Existing studies suggest that postoperative delirium occurs in 15% to 53% of all surgical patients and in 70% to 87% of those who require admission to the intensive care unit, and that elderly patients with diminished mental reserve may be most susceptible [2]. Given these risk factors, it was not surprising that cardiac surgical patients represent a population at risk. When the cognitive deficit becomes permanent, it is referred to as postoperative cognitive dysfunction (POCD), a condition shown to predict hospital length of stay, death, and decline in functional performance [3, 4].
The outcomes associated with delirium in the study by Koster and colleagues were based on the results of a mailed questionnaire with a 100% response rate. The questionnaire was also designed to uncover the problems that they hypothesized, thereby increasing the probability of finding a positive result. Additional studies in larger populations using a validated questionnaire such as the Cognitive Failures Questionnaire (CFQ), the Illness Perception Questionnaire (IPQ), or the Informant Questionnaire on Cognitive Decline in the Elderly (IQCODE) will be necessary to confirm their findings.

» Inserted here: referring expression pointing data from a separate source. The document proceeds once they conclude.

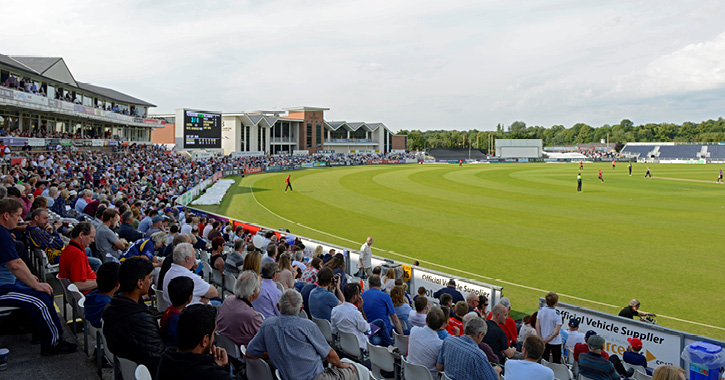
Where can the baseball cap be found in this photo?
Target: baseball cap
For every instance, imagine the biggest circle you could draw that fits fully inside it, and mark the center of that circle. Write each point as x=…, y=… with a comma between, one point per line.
x=596, y=341
x=635, y=342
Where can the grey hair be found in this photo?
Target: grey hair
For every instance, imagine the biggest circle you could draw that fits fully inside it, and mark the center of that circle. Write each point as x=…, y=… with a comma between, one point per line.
x=290, y=302
x=182, y=251
x=475, y=326
x=159, y=237
x=247, y=284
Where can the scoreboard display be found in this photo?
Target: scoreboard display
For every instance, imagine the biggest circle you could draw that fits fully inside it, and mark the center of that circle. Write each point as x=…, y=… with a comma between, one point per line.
x=202, y=130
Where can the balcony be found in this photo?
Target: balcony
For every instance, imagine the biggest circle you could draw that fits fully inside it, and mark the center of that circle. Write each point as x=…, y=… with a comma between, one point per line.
x=350, y=141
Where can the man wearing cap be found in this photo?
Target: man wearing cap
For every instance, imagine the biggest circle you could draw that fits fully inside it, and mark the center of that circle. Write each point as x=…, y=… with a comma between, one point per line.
x=593, y=365
x=450, y=289
x=574, y=335
x=632, y=310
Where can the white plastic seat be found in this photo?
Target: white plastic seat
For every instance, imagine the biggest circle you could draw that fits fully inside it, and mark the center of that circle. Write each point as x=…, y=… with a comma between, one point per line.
x=415, y=371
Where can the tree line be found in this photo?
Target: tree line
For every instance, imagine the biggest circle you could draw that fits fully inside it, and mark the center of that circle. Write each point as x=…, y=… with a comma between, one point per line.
x=580, y=133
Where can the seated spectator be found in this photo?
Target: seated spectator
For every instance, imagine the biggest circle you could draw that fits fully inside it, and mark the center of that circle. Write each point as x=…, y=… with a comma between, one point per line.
x=286, y=276
x=181, y=291
x=529, y=368
x=417, y=317
x=592, y=364
x=379, y=305
x=74, y=264
x=238, y=320
x=449, y=289
x=20, y=288
x=455, y=323
x=423, y=343
x=108, y=244
x=326, y=295
x=147, y=248
x=183, y=261
x=462, y=359
x=266, y=303
x=309, y=275
x=402, y=307
x=235, y=260
x=131, y=331
x=126, y=230
x=97, y=299
x=196, y=357
x=295, y=346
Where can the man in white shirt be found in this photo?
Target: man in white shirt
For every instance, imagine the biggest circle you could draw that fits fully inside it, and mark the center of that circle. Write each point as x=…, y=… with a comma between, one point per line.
x=183, y=262
x=348, y=318
x=574, y=335
x=366, y=255
x=529, y=368
x=424, y=344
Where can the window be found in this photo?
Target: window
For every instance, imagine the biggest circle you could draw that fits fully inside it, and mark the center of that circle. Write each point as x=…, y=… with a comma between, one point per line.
x=309, y=135
x=319, y=135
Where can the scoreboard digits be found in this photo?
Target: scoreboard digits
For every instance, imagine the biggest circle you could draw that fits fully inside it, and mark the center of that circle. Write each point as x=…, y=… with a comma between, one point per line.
x=202, y=130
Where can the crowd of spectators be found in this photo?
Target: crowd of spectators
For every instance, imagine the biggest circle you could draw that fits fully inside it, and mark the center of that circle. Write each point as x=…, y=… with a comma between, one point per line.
x=126, y=235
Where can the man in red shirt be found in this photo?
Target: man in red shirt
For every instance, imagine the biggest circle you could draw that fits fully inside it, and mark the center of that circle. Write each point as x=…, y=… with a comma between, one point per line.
x=510, y=326
x=74, y=262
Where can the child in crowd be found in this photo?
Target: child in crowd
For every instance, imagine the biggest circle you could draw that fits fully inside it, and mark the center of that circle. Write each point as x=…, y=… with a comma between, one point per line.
x=97, y=299
x=181, y=291
x=417, y=316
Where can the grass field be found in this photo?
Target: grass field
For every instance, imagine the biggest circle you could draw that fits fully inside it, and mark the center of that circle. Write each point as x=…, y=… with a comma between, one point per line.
x=523, y=227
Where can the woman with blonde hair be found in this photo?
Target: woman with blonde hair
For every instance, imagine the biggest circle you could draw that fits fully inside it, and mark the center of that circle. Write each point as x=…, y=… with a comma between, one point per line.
x=668, y=372
x=286, y=276
x=253, y=261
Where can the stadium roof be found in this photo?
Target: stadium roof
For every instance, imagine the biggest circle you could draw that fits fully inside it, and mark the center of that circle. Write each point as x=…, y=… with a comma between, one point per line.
x=55, y=69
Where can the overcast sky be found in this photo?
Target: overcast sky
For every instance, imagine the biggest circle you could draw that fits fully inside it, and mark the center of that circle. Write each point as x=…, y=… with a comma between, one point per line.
x=409, y=64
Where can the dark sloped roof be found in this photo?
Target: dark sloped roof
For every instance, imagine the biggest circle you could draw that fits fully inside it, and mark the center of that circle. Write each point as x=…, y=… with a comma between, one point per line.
x=37, y=64
x=113, y=94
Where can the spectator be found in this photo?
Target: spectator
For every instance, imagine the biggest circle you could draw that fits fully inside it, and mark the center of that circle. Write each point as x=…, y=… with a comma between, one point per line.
x=417, y=317
x=197, y=357
x=107, y=242
x=402, y=307
x=20, y=288
x=74, y=264
x=450, y=289
x=548, y=324
x=529, y=368
x=379, y=305
x=266, y=303
x=462, y=359
x=181, y=291
x=295, y=346
x=183, y=261
x=97, y=299
x=238, y=320
x=424, y=346
x=592, y=364
x=131, y=331
x=326, y=295
x=496, y=337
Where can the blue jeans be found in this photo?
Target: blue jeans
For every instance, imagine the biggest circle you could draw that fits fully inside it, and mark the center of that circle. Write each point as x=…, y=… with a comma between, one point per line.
x=382, y=337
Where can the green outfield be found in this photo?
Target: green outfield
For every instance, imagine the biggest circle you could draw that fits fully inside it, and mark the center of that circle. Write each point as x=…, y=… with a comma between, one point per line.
x=523, y=227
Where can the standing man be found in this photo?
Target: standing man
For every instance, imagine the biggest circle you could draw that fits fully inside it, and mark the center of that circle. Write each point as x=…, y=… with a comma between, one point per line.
x=289, y=183
x=579, y=183
x=366, y=256
x=20, y=288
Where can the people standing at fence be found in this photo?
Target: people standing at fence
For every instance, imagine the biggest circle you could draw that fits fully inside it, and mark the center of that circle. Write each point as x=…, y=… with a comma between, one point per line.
x=548, y=325
x=289, y=183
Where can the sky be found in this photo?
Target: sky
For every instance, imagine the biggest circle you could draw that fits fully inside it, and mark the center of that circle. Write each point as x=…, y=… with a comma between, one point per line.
x=409, y=64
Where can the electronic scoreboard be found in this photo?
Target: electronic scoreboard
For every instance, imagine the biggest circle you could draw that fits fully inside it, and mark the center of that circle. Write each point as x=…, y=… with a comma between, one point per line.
x=202, y=130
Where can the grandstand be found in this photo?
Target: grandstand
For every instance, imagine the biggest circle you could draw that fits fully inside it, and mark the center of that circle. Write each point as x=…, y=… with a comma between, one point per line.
x=455, y=154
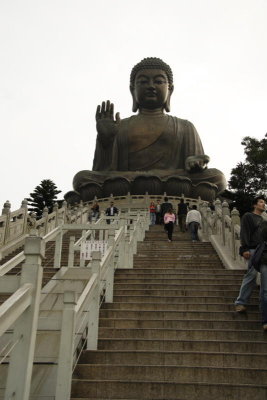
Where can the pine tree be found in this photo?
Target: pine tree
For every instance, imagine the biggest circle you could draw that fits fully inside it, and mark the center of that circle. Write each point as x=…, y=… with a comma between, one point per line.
x=249, y=178
x=44, y=195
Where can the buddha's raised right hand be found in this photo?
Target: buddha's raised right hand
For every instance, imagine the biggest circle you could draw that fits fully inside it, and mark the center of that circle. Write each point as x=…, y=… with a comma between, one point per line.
x=106, y=124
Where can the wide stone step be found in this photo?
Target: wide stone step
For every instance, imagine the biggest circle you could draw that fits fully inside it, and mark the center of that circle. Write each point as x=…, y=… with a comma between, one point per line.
x=175, y=314
x=183, y=284
x=179, y=323
x=165, y=298
x=178, y=334
x=130, y=389
x=174, y=273
x=208, y=345
x=177, y=281
x=189, y=358
x=174, y=307
x=171, y=373
x=183, y=291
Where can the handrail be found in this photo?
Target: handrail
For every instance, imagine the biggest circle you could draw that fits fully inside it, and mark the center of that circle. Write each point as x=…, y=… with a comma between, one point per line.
x=14, y=306
x=222, y=228
x=12, y=263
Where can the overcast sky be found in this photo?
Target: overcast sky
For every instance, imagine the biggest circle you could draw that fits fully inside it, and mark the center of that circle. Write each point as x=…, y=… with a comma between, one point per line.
x=60, y=58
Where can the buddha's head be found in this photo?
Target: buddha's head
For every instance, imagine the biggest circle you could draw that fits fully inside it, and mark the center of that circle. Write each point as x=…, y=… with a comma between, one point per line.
x=151, y=84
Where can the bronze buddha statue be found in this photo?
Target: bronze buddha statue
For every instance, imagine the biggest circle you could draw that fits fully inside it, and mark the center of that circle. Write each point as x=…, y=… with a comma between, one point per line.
x=149, y=152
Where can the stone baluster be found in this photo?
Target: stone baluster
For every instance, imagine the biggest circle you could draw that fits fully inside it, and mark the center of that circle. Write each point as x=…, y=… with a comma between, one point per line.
x=218, y=205
x=129, y=199
x=24, y=206
x=64, y=212
x=204, y=207
x=55, y=210
x=209, y=222
x=81, y=212
x=71, y=252
x=92, y=336
x=225, y=212
x=64, y=370
x=45, y=216
x=235, y=220
x=24, y=334
x=110, y=273
x=6, y=212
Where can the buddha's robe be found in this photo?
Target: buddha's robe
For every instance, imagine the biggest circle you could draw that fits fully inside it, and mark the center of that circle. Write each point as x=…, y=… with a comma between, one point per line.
x=165, y=144
x=165, y=150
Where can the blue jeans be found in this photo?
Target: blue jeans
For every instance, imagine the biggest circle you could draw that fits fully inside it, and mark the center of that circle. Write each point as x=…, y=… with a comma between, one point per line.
x=193, y=228
x=263, y=294
x=248, y=284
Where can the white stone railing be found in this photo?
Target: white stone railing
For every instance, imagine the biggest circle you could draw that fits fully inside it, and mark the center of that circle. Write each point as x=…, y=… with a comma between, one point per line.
x=222, y=228
x=16, y=225
x=78, y=320
x=20, y=312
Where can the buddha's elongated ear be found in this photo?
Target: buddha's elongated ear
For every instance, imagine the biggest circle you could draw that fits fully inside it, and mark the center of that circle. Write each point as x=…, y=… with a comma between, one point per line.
x=167, y=105
x=135, y=106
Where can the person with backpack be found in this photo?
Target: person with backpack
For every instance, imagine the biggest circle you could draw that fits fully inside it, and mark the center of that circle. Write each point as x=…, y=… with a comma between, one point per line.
x=169, y=220
x=259, y=262
x=250, y=238
x=152, y=211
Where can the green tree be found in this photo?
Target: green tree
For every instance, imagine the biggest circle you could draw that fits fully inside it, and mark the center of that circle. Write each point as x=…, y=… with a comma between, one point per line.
x=44, y=195
x=249, y=178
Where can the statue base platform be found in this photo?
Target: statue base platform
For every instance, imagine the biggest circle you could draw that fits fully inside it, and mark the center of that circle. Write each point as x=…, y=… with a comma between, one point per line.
x=89, y=185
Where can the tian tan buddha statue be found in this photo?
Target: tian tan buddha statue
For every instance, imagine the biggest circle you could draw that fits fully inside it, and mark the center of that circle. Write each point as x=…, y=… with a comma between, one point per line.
x=148, y=152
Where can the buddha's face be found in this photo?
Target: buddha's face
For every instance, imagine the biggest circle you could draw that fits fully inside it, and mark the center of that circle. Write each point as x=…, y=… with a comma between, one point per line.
x=151, y=88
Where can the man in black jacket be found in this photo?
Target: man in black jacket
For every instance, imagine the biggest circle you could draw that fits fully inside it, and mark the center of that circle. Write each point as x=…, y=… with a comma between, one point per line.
x=111, y=211
x=250, y=237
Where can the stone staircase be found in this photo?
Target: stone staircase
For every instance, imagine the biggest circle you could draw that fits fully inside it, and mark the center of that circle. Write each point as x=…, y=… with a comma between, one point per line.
x=172, y=333
x=48, y=270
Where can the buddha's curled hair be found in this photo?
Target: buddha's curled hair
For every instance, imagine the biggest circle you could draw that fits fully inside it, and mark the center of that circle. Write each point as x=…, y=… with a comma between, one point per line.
x=151, y=63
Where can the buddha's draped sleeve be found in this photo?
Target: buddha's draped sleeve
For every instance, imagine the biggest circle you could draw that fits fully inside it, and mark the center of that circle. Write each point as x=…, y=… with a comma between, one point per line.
x=113, y=157
x=192, y=142
x=104, y=156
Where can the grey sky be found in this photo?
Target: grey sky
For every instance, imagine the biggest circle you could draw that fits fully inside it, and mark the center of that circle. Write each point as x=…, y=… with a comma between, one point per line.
x=59, y=59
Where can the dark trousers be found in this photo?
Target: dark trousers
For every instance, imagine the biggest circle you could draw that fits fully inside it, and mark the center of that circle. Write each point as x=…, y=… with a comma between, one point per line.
x=169, y=228
x=181, y=220
x=193, y=229
x=158, y=218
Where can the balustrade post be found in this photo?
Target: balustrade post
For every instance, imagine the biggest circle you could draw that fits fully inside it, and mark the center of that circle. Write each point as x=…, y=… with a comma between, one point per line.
x=81, y=211
x=45, y=215
x=82, y=262
x=58, y=249
x=93, y=320
x=64, y=209
x=129, y=199
x=235, y=220
x=204, y=208
x=21, y=359
x=110, y=273
x=55, y=210
x=133, y=238
x=24, y=205
x=71, y=252
x=6, y=212
x=225, y=211
x=218, y=205
x=66, y=348
x=209, y=222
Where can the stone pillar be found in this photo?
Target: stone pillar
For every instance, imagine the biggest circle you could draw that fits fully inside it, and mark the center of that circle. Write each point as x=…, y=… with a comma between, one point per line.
x=6, y=212
x=21, y=360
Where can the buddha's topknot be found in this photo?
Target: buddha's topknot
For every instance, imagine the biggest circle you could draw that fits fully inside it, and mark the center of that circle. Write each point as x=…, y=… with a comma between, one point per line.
x=151, y=63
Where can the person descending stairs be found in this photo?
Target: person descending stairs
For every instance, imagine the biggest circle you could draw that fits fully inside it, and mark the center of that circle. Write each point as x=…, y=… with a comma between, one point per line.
x=172, y=332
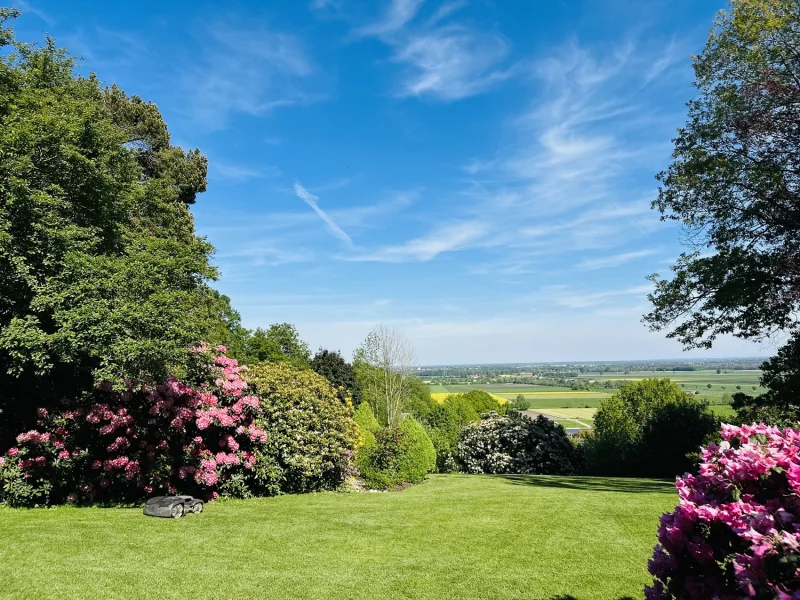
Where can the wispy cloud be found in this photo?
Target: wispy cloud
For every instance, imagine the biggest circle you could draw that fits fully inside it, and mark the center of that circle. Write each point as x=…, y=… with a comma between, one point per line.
x=615, y=260
x=27, y=9
x=224, y=170
x=398, y=14
x=446, y=238
x=445, y=61
x=247, y=70
x=587, y=299
x=311, y=200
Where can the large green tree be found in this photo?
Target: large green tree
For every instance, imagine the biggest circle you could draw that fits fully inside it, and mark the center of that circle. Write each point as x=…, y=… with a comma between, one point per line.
x=340, y=373
x=102, y=276
x=648, y=429
x=734, y=184
x=280, y=342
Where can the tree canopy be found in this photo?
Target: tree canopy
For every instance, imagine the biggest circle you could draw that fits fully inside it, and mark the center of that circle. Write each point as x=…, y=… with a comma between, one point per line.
x=339, y=373
x=278, y=343
x=734, y=183
x=102, y=276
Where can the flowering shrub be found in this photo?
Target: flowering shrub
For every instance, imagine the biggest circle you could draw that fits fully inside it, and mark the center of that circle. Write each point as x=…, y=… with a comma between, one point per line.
x=736, y=532
x=122, y=445
x=312, y=435
x=517, y=444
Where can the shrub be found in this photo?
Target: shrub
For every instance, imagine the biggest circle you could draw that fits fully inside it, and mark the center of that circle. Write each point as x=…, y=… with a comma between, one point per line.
x=446, y=420
x=312, y=435
x=647, y=429
x=517, y=444
x=119, y=446
x=734, y=533
x=402, y=454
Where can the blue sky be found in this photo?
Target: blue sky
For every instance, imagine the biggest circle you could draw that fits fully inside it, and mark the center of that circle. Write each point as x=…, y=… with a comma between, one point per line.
x=477, y=173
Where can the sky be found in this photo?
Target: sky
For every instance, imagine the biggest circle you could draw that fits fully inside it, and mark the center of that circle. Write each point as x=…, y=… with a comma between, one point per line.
x=475, y=173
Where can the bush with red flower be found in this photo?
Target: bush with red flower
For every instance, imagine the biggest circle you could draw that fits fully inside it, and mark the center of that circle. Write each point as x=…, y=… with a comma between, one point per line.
x=736, y=532
x=198, y=438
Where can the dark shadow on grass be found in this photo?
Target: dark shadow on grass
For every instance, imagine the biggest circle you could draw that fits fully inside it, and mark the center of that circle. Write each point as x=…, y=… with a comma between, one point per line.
x=568, y=597
x=598, y=484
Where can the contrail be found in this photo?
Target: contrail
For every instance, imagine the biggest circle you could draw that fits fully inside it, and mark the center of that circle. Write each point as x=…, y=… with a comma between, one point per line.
x=311, y=200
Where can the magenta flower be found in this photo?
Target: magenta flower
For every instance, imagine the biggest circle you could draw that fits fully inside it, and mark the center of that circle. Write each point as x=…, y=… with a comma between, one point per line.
x=746, y=489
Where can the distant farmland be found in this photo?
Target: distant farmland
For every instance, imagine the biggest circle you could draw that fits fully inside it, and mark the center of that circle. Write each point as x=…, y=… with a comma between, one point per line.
x=563, y=404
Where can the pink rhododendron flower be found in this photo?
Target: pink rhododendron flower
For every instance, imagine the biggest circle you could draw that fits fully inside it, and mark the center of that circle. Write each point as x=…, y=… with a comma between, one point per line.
x=746, y=489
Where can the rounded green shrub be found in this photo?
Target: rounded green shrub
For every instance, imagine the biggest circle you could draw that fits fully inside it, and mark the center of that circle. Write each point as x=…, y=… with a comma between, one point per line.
x=402, y=454
x=312, y=434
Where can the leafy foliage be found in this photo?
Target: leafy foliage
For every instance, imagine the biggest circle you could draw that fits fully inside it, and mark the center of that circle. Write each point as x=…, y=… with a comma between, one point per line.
x=312, y=435
x=278, y=343
x=733, y=182
x=780, y=405
x=517, y=444
x=101, y=274
x=402, y=454
x=734, y=533
x=339, y=373
x=113, y=446
x=648, y=429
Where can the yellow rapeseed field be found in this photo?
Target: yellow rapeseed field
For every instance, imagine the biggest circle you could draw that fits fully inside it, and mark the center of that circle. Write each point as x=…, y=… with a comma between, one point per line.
x=440, y=396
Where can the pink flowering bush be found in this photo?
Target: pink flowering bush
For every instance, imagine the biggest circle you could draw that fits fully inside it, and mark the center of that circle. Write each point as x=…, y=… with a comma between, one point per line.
x=736, y=532
x=116, y=446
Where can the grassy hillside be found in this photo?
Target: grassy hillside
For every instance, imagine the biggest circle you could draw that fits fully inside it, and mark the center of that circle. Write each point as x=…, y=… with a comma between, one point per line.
x=456, y=536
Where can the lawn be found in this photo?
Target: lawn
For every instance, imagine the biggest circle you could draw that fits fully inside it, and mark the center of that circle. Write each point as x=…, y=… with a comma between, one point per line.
x=455, y=536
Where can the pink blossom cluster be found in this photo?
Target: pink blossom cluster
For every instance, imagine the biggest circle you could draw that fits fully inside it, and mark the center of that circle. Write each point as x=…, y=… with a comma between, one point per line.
x=33, y=437
x=736, y=531
x=152, y=438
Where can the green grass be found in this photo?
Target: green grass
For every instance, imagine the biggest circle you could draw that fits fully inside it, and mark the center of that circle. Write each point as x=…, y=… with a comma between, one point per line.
x=455, y=536
x=567, y=424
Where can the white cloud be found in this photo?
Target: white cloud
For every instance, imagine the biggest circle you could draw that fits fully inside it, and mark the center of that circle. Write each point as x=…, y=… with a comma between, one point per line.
x=399, y=13
x=443, y=61
x=443, y=239
x=311, y=200
x=451, y=63
x=615, y=260
x=247, y=70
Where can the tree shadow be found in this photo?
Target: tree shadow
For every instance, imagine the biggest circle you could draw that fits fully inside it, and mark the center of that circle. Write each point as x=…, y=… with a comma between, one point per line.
x=598, y=484
x=569, y=597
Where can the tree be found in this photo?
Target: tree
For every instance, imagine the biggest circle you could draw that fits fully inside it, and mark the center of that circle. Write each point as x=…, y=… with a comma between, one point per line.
x=648, y=429
x=102, y=276
x=339, y=373
x=384, y=364
x=279, y=343
x=734, y=184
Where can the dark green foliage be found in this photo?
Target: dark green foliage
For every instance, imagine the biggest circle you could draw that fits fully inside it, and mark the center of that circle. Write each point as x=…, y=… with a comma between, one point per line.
x=339, y=372
x=312, y=435
x=446, y=420
x=780, y=405
x=647, y=429
x=733, y=183
x=279, y=343
x=517, y=444
x=418, y=400
x=400, y=455
x=101, y=273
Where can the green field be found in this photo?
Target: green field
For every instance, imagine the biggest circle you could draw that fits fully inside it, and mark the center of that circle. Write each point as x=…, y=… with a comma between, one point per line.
x=693, y=380
x=546, y=399
x=455, y=536
x=501, y=389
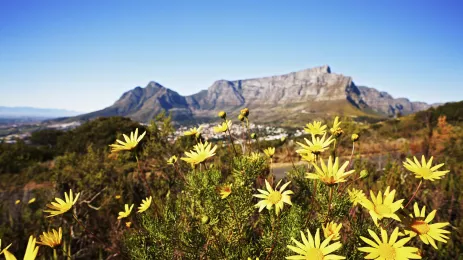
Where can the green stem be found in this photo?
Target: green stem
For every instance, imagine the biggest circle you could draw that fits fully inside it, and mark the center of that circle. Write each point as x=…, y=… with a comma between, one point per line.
x=231, y=141
x=329, y=203
x=414, y=194
x=143, y=177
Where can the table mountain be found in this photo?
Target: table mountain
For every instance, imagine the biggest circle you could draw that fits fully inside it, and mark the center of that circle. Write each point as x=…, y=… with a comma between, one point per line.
x=295, y=96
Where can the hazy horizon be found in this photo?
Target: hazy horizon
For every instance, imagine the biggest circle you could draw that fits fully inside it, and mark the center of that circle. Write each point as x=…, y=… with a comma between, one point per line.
x=82, y=56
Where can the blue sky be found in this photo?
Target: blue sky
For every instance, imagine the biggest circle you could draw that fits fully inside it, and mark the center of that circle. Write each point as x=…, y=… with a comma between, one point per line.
x=82, y=55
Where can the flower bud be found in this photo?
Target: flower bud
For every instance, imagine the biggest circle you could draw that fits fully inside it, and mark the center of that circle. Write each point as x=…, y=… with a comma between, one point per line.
x=205, y=220
x=245, y=112
x=363, y=174
x=222, y=114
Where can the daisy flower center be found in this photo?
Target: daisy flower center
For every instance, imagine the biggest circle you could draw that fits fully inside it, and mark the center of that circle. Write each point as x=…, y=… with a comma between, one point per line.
x=274, y=197
x=425, y=172
x=382, y=209
x=420, y=227
x=314, y=254
x=386, y=252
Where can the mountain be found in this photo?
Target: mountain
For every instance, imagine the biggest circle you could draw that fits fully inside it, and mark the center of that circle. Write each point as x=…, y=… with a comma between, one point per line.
x=31, y=112
x=296, y=96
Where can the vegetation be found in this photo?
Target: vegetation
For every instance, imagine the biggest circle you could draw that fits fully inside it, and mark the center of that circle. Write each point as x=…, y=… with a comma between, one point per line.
x=156, y=197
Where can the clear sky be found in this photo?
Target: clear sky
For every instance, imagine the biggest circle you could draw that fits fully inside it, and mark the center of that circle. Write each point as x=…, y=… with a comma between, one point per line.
x=82, y=55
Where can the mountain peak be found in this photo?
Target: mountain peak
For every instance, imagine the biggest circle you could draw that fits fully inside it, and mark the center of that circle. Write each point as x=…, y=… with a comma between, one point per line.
x=154, y=84
x=324, y=69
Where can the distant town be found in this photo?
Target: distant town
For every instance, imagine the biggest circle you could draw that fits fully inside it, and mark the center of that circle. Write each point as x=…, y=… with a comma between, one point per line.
x=12, y=133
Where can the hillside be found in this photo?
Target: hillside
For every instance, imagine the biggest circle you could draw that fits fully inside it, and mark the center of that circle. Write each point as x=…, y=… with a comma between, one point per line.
x=315, y=92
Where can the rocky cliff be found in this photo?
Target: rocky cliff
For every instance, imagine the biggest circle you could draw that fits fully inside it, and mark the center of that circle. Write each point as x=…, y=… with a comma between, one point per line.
x=312, y=91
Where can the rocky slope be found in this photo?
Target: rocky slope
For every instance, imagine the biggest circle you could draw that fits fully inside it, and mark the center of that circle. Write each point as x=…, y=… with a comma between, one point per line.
x=314, y=92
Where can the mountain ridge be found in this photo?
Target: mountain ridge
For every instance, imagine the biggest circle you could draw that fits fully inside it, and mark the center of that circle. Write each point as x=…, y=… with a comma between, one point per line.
x=305, y=90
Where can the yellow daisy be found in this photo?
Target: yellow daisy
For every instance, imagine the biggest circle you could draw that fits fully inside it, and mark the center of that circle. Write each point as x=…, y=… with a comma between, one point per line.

The natural implication of the Koster study, which they suggested, was that preventive measures, early detection, and intervention for delirium may improve outcomes [1]. One large study among hospitalized patients has suggested that early intervention using patient reorientation, environmental modification, and scheduled patient mobility efforts was effective, but other smaller studies failed to demonstrate the effectiveness of these interventions [2]. The problem is particularly challenging for cardiac surgical patients in whom the primary focus during hospitalization is prioritized toward immediate and potentially life-threatening medical problems. Furthermore, if delirium or POCD is a consequence of underlying medical conditions, it may be very difficult if not impossible to treat with measures directed toward the prevention of delirium as an independent condition. Nevertheless, Koster and colleagues have drawn attention to postoperative delirium, demonstrating that it is more than an inconvenient complication of cardiac procedures and carries the very real risk of increased 1- to 2-year mortality after operation.